Пока в небе скрещиваются прожекторы, по ночам ревут бомбардировщики, но ведь не всегда так будет, настанет время — и в этих высях будет властвовать человек-исследователь, звездоплаватель, открыватель…
Бывало, летом в такие погожие ночи Ляля работала. С каким вдохновением работала она в такие ночи! С вечера брала свечу с абажуром, карты звездного неба и забиралась на крышу. Расстелив карту, склонялась над нею, просиживая иногда далеко за полночь.

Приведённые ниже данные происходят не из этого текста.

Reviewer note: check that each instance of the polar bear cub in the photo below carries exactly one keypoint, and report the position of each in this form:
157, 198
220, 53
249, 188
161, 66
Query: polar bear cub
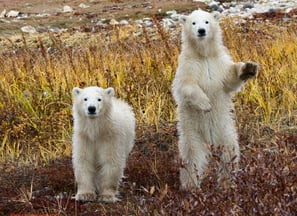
203, 86
103, 136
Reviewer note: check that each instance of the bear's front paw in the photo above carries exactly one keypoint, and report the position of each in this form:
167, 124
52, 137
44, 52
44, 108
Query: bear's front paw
85, 197
108, 198
206, 107
249, 70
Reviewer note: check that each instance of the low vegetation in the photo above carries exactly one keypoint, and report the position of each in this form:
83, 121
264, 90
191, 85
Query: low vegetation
38, 74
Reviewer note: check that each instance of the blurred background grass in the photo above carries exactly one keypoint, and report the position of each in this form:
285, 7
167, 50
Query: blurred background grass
38, 74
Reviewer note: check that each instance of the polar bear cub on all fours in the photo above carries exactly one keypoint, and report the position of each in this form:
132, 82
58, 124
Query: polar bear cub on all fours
103, 136
204, 83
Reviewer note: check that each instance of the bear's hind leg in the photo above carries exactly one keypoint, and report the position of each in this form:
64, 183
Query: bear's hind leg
85, 185
108, 181
194, 155
228, 165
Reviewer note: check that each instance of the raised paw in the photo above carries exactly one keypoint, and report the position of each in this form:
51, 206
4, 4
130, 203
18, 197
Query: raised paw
249, 70
85, 197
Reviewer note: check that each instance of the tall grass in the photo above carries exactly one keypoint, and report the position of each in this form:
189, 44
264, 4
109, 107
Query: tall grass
36, 82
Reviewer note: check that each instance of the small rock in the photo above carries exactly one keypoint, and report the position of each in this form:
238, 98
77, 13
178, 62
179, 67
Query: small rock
124, 22
67, 9
13, 13
248, 6
84, 6
28, 29
3, 14
113, 22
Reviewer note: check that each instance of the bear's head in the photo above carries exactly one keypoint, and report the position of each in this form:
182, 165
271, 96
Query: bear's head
91, 101
200, 25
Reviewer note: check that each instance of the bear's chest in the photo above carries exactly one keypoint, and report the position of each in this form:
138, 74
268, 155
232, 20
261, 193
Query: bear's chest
210, 74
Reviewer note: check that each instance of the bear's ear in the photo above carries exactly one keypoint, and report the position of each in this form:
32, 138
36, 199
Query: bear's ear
76, 91
183, 19
216, 15
110, 91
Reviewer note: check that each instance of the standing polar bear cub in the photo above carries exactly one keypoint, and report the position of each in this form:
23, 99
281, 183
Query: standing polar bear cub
103, 136
203, 85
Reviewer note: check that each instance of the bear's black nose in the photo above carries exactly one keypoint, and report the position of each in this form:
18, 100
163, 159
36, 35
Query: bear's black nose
92, 109
201, 31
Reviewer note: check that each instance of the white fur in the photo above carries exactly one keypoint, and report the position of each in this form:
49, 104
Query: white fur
203, 85
103, 137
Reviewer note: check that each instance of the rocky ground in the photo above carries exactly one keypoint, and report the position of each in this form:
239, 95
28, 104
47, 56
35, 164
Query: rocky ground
38, 16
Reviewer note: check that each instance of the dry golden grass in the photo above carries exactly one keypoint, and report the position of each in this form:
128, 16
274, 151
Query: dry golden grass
36, 86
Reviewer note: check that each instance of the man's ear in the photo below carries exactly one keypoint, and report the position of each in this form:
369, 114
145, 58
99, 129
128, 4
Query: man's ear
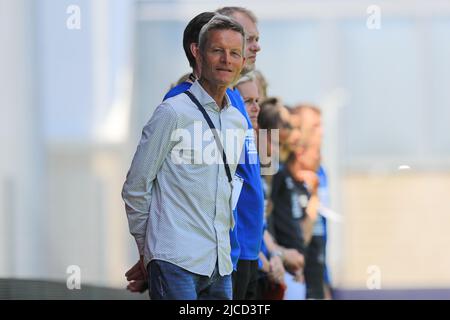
194, 50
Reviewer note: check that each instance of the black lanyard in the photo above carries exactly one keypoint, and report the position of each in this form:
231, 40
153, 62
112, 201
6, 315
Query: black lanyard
214, 130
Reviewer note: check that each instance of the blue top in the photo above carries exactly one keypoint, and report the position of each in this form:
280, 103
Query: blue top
324, 196
246, 237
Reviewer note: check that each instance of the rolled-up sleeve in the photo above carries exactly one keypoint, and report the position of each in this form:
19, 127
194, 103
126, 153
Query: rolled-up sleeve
151, 152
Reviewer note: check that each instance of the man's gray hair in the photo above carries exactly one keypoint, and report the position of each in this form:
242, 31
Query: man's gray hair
230, 11
220, 22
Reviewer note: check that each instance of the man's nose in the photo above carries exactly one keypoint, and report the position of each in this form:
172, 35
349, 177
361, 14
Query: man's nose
225, 57
255, 46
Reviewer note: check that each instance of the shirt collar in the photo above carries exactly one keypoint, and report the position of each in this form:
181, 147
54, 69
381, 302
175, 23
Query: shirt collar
205, 99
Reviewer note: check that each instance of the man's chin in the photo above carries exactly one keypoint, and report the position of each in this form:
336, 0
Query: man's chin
248, 68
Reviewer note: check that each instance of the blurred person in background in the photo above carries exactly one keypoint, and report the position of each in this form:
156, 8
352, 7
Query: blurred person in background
250, 207
274, 117
308, 119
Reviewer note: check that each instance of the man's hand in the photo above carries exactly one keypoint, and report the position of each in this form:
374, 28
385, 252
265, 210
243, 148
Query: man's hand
310, 178
293, 260
276, 273
137, 277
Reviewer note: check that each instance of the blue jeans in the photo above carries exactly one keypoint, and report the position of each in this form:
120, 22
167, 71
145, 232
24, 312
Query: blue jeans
170, 282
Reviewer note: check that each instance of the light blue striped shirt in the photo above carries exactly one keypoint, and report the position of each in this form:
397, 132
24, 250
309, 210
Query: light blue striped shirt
181, 213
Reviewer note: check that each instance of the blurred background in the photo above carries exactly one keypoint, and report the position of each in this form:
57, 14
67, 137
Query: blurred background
79, 79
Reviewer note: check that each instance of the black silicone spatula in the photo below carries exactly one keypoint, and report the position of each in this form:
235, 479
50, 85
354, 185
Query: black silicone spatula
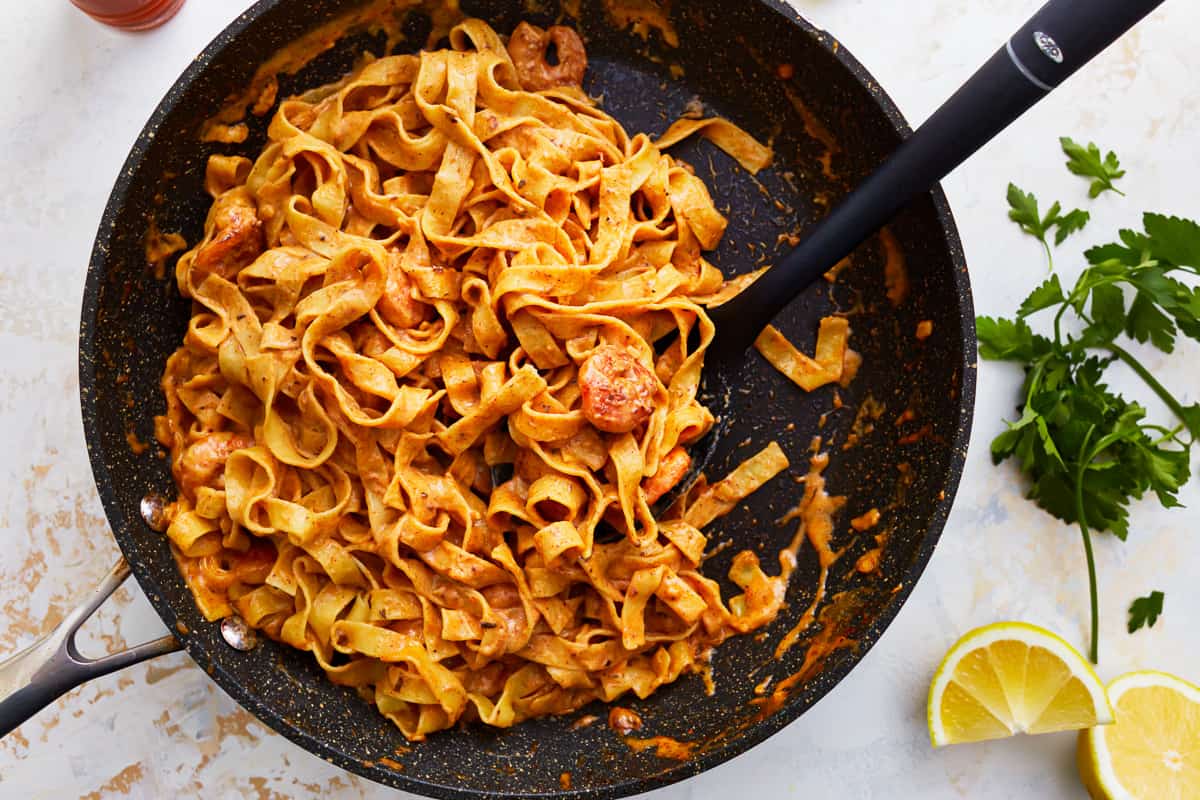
1060, 38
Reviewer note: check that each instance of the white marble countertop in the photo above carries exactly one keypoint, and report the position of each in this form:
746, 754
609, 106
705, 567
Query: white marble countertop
75, 98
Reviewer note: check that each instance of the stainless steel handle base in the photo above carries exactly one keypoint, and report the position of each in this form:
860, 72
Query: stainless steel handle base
41, 673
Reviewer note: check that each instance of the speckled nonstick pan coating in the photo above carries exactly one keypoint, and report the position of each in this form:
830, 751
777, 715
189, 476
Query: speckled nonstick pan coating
729, 50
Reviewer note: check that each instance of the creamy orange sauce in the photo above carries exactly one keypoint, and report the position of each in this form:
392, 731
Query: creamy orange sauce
641, 17
663, 747
822, 645
816, 131
815, 512
136, 445
865, 521
624, 721
895, 270
223, 133
160, 246
869, 561
869, 413
834, 271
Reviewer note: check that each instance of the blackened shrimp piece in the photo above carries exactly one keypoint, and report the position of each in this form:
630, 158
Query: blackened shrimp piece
235, 239
671, 470
203, 462
397, 305
528, 46
617, 390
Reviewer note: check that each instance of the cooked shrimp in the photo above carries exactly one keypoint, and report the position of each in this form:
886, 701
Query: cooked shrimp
397, 305
528, 46
671, 470
617, 390
237, 236
203, 462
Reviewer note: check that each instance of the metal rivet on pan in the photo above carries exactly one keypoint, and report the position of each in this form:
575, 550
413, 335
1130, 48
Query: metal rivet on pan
238, 635
154, 511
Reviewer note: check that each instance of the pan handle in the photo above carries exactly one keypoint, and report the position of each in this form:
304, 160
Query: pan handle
39, 674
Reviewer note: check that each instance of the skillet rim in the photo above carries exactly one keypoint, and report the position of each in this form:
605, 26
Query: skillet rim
753, 735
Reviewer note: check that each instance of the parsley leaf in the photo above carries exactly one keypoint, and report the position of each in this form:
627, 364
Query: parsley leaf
1171, 239
1044, 296
1069, 223
1087, 162
1145, 611
1023, 209
1086, 451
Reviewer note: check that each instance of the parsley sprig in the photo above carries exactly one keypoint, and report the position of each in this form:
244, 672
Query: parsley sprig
1023, 209
1087, 451
1086, 162
1145, 611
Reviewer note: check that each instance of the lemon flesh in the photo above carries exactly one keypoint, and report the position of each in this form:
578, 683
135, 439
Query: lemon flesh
1153, 750
1013, 678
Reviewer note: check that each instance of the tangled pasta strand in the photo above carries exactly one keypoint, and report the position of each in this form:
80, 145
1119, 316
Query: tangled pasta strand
418, 419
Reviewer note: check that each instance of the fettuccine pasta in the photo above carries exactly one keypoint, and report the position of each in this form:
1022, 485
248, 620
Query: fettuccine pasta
418, 420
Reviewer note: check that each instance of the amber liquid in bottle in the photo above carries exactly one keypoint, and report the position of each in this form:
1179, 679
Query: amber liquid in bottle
130, 14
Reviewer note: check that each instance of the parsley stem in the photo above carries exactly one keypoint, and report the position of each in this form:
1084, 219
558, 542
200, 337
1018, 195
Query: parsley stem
1085, 458
1158, 389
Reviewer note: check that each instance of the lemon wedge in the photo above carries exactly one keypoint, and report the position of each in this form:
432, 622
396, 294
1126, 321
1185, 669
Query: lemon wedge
1153, 750
1013, 678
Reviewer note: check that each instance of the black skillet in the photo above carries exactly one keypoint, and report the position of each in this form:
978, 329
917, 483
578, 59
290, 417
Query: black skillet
755, 62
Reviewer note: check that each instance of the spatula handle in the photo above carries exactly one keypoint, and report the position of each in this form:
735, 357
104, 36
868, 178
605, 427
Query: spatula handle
1050, 47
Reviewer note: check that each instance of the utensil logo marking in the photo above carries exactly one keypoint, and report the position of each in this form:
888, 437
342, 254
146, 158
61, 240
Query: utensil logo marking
1048, 46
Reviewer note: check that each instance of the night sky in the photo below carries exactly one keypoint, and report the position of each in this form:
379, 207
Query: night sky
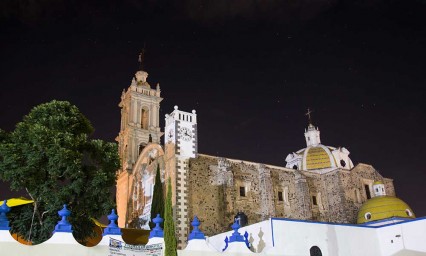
249, 68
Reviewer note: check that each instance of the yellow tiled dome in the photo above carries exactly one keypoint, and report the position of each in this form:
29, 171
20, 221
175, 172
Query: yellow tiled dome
384, 207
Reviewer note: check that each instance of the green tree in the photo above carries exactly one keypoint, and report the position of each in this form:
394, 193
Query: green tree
157, 198
50, 156
169, 224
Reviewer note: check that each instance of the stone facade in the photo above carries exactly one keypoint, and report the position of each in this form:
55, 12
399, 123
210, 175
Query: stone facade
318, 183
219, 188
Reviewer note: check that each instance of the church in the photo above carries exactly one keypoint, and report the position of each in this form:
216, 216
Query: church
318, 183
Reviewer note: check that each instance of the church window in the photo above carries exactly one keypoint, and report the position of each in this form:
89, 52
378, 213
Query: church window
367, 216
367, 191
315, 251
314, 200
280, 196
286, 195
144, 118
357, 196
242, 191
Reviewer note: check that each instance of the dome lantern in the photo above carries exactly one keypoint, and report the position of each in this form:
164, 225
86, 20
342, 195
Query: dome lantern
379, 189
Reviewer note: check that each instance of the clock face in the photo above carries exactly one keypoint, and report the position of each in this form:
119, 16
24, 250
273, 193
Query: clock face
185, 133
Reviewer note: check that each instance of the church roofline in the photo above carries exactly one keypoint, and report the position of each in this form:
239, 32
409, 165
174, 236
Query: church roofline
251, 163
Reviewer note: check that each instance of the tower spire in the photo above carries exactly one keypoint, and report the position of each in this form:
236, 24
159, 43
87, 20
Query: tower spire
141, 57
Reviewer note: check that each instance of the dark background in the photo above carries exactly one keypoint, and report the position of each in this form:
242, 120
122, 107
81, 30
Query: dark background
250, 69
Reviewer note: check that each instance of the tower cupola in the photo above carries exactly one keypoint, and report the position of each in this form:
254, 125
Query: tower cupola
312, 136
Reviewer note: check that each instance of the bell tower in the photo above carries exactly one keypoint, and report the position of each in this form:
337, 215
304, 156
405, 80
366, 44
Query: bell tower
140, 109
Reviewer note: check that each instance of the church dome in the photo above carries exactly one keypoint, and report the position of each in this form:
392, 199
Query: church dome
384, 207
318, 157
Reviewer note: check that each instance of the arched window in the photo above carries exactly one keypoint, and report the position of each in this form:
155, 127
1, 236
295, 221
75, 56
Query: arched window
286, 201
315, 251
358, 196
144, 118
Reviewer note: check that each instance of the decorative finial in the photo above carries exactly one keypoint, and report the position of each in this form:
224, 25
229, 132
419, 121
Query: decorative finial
63, 225
4, 222
236, 236
112, 228
196, 233
157, 231
309, 115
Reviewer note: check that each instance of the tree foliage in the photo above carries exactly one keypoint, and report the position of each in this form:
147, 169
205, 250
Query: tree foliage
50, 156
157, 206
169, 224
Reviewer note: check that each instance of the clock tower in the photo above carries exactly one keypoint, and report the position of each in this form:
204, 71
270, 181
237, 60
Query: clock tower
181, 144
140, 107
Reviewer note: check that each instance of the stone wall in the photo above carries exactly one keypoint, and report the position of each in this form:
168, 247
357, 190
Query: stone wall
271, 191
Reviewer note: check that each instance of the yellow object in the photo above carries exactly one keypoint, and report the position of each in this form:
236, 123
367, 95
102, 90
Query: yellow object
17, 202
317, 158
384, 207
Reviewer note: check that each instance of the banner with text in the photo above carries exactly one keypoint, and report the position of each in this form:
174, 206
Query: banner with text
117, 247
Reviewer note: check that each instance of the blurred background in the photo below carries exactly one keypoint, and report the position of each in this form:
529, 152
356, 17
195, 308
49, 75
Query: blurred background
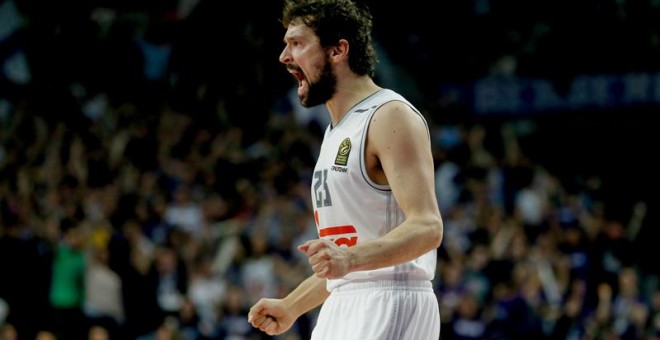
155, 165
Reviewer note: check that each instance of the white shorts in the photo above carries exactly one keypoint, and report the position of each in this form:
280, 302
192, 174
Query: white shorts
380, 310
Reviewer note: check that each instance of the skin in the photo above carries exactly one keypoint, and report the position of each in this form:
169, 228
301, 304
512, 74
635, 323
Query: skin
398, 153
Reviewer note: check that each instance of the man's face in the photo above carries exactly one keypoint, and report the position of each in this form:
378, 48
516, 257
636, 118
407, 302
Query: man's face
308, 62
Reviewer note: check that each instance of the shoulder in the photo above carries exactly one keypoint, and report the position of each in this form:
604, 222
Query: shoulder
397, 112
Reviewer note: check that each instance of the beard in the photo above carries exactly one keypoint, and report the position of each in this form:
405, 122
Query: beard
321, 90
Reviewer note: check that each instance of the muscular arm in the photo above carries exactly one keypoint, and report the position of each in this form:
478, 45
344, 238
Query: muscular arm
399, 153
308, 295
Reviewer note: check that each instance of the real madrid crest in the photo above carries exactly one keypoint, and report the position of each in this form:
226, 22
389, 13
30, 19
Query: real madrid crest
343, 152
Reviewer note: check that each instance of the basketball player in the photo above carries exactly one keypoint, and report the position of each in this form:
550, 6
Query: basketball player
373, 194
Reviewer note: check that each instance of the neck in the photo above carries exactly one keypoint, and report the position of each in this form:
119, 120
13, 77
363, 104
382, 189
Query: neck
349, 92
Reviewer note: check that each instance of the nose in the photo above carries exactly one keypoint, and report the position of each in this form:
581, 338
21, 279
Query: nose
285, 57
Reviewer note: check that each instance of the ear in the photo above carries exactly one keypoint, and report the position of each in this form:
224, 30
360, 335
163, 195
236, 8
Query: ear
339, 51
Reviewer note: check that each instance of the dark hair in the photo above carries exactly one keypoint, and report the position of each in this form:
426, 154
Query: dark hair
333, 20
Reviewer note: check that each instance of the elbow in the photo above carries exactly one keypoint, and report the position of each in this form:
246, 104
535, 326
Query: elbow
437, 233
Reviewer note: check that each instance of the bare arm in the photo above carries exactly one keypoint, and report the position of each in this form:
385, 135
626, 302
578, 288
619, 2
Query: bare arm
308, 295
398, 141
398, 153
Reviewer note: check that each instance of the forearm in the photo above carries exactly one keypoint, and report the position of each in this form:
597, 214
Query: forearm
308, 295
411, 239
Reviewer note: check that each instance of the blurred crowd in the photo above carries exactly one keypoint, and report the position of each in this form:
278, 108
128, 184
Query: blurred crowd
154, 183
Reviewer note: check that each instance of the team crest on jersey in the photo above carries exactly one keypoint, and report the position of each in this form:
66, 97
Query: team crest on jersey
343, 152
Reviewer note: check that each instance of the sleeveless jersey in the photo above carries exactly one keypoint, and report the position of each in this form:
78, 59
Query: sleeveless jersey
349, 208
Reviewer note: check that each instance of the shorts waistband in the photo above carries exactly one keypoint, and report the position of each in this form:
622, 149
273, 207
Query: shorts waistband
411, 285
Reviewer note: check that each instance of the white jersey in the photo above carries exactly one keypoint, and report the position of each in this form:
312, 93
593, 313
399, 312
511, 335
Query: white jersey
349, 208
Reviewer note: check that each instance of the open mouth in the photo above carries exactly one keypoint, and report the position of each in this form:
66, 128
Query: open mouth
298, 74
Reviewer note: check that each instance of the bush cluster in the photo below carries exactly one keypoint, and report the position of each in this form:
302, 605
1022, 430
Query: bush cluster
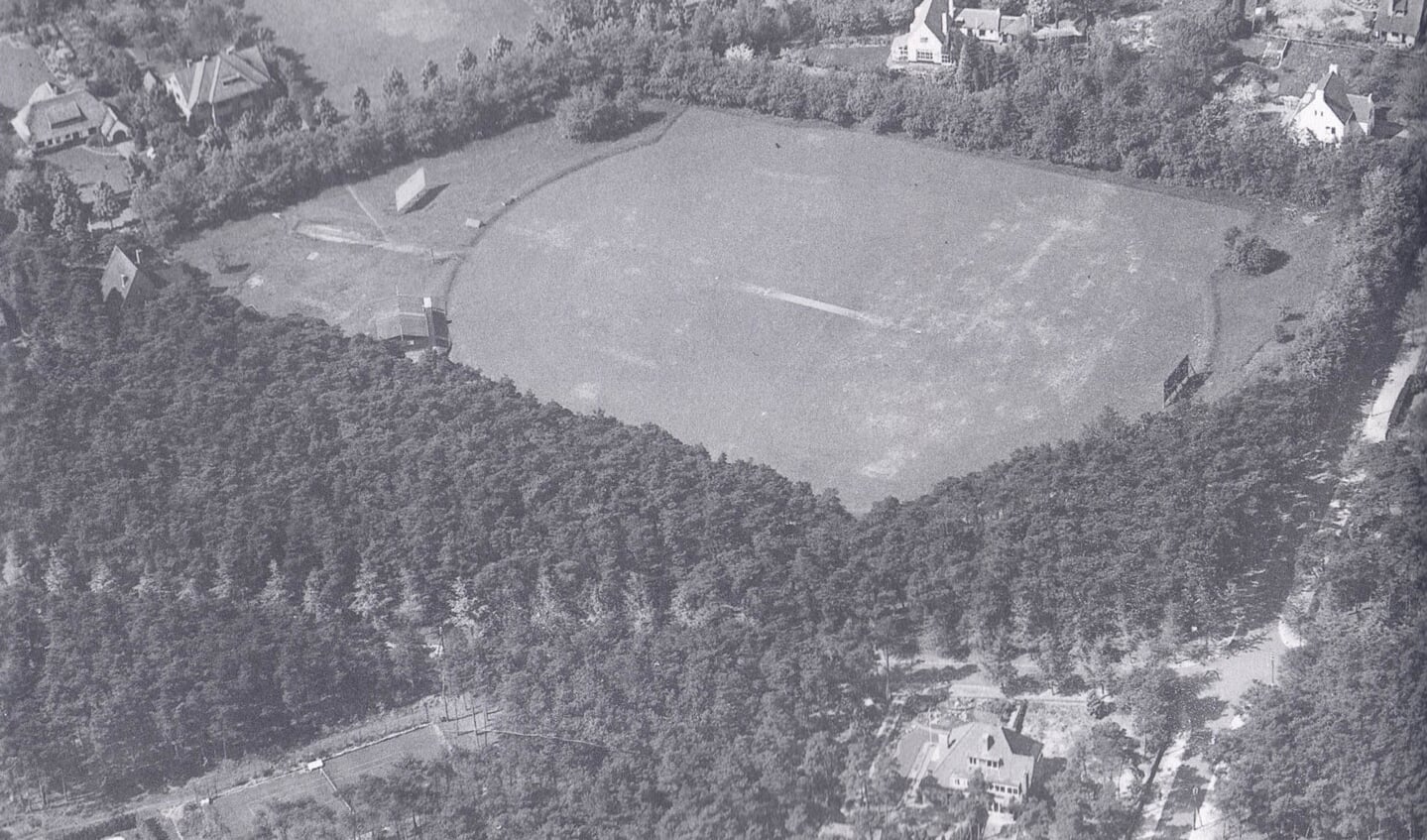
592, 114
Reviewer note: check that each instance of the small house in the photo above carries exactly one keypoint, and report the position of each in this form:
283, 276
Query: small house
55, 120
418, 324
1400, 22
929, 38
217, 88
1327, 113
126, 282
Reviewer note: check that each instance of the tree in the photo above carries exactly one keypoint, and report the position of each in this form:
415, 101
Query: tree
966, 75
429, 74
538, 38
394, 87
68, 217
1159, 702
283, 117
1411, 91
361, 103
501, 48
106, 202
325, 113
465, 61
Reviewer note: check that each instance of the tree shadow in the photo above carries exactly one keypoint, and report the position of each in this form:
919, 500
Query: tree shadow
426, 197
1273, 260
297, 74
946, 673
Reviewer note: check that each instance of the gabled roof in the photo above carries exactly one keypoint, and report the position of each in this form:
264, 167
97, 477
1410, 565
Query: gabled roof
217, 78
1351, 110
1017, 26
51, 114
988, 19
124, 276
933, 15
416, 318
998, 753
1363, 106
1401, 17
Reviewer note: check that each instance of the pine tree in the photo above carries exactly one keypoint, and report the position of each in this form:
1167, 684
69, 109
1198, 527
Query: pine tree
465, 61
536, 38
361, 103
106, 204
325, 113
501, 48
68, 214
394, 87
965, 75
429, 74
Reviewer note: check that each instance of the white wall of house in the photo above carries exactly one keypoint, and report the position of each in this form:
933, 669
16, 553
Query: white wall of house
923, 45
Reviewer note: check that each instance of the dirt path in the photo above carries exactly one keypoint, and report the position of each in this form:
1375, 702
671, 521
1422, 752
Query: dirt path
527, 189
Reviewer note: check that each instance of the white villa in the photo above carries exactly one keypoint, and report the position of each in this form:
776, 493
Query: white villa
928, 42
1327, 111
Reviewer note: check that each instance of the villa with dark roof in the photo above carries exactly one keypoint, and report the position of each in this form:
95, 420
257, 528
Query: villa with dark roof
1327, 111
1400, 22
416, 324
928, 40
952, 756
55, 120
217, 88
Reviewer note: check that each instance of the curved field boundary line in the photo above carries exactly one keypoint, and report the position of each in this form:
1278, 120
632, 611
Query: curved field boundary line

— Что там наша Наталка-Полтавка возле дымаря всю ночь сидит? — обращалась тетя Варя к Надежде Григорьевне. — Не гадает ли на Петра?
— Пускай гадает, — улыбалась мать.
Иногда Ляля тащила за собой на крышу и отца.
— Папа, неужели ты не любишь, не понимаешь неба? — с упреком обращалась она к отцу, который, сидя на крыше, жаловался, что простудится здесь на сквозняке. — Ты только посмотри! В какой бы конец неба мы ни направили свои телескопы, куда б ни обратил свой вооруженный глаз астроном, — всюду безбрежность! Такая безбрежность, такой бескрайний простор, представить трудно!.. Без конца, без края… Сколько бы ни летела мысль — все равно не будет предела, только новая и новая глубина вселенной… И вся она наполнена звездами, солнцами, похожими на наше солнце, целыми роями звезд… И как бы глубоко мы ни проникали в этот космический океан, все равно из мрака, который его окружает, перед нами без конца будут возникать все новые и новые светила!..
Отец постепенно проникался Лялиным настроением, забывал о насморке и уже с интересом смотрел то на небо, то на свою дочь. Озаренная зеленоватым сиянием абажура, взволнованная и порывистая, со сверкающими, какими-то отрешенными глазами, она казалась ему в это время словно бы не его ребенком.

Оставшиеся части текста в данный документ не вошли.